The fund incorporates a proprietary SG option called nova, designed to take advantage of the absolute return approach of the hedge fund industry. The fund takes the two worst performing months of the index for each of the first four years and the worst performing month for the last nine months, and adds this onto the overall performance of the MSCI Hedge Invest Index over the life of the fund. By using the worst-of concept, SG is able to reduce the cost of the option and increase the guaranteed coupons and the participation rate of the fund.
However, the relatively low volatility of hedge fund returns means the inclusion of the worst months’ performance should not affect investors’ potential upside too much, says Reille. “Of course, if you do this kind of pay-off with equity, there would be absolutely no interest because the two worst-performing months can actually be very low as the underlying is very volatile,” he says. “But the hedge fund market is completely different, and the target is often to set a monthly return of between 0.5% and 1.5%, and there are very few negative months, so you do not really decrease the potential returns.”

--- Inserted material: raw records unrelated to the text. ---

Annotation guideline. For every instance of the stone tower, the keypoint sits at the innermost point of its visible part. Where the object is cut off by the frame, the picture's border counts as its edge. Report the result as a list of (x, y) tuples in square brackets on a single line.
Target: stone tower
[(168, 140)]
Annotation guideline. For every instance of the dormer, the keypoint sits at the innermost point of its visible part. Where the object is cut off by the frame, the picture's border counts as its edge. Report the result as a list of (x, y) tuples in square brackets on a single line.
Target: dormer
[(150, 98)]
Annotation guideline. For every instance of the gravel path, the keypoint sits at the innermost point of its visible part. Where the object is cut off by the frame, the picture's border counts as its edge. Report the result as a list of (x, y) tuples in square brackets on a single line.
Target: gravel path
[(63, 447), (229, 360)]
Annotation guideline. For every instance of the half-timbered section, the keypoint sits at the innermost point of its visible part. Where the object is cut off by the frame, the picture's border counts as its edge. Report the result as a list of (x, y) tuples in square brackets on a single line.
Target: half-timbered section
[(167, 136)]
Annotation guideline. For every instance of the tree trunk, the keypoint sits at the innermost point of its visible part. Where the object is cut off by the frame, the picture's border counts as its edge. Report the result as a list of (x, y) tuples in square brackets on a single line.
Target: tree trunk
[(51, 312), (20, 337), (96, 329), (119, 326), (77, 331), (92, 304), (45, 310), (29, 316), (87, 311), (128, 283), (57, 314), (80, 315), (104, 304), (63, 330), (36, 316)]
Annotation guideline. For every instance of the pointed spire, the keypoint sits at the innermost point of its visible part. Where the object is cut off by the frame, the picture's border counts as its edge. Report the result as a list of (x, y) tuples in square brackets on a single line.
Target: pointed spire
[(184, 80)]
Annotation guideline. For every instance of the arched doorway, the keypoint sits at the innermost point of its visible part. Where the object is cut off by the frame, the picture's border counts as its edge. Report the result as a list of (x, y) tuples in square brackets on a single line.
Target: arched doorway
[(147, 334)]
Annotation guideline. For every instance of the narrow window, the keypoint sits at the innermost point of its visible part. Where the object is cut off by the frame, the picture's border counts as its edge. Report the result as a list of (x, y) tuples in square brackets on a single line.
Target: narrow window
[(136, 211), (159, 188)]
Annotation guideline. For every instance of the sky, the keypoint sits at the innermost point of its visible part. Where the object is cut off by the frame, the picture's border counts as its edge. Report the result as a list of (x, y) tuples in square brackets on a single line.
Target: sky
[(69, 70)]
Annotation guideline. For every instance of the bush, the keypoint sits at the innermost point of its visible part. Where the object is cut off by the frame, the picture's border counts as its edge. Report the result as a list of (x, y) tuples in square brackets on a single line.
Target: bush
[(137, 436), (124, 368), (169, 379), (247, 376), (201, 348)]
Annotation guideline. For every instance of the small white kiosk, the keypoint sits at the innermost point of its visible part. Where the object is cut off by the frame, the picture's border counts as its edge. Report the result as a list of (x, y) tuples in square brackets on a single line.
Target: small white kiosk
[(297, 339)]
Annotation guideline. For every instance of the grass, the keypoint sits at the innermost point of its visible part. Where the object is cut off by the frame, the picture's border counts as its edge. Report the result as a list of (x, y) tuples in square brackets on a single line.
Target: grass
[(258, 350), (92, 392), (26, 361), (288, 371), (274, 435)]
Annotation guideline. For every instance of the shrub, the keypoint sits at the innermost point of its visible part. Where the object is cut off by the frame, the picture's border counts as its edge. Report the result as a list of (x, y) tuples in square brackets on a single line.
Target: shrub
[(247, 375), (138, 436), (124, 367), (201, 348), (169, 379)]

The fund’s launch follows a change in regulations last May that paved the way for firms to launch hedge funds targeting the retail market in Hong Kong. So far, however, only a handful of firms, including JF Funds and HSBC, have launched retail hedge fund products. Some participants point to the snail-paced approvals process from Hong Kong’s regulator, the Securities and Futures Commission, for the low number of funds launched, but the response from retail investors has also been lukewarm amid a continued perception that hedge fund products are high risk. A survey last year from the Hong Kong Investment Funds Association showed that only one fifth of Hong Kong’s mutual fund investors would consider buying hedge funds.
“We hope this fund will trigger some interest from investors, as our approach is very different from the other fund of hedge funds that have been launched in the market,” says Reille. “So, it’s capital guaranteed, but on top of that, there is a high minimum return. And also we do not use a manager, we use an index, which is probably easier to understand as well.”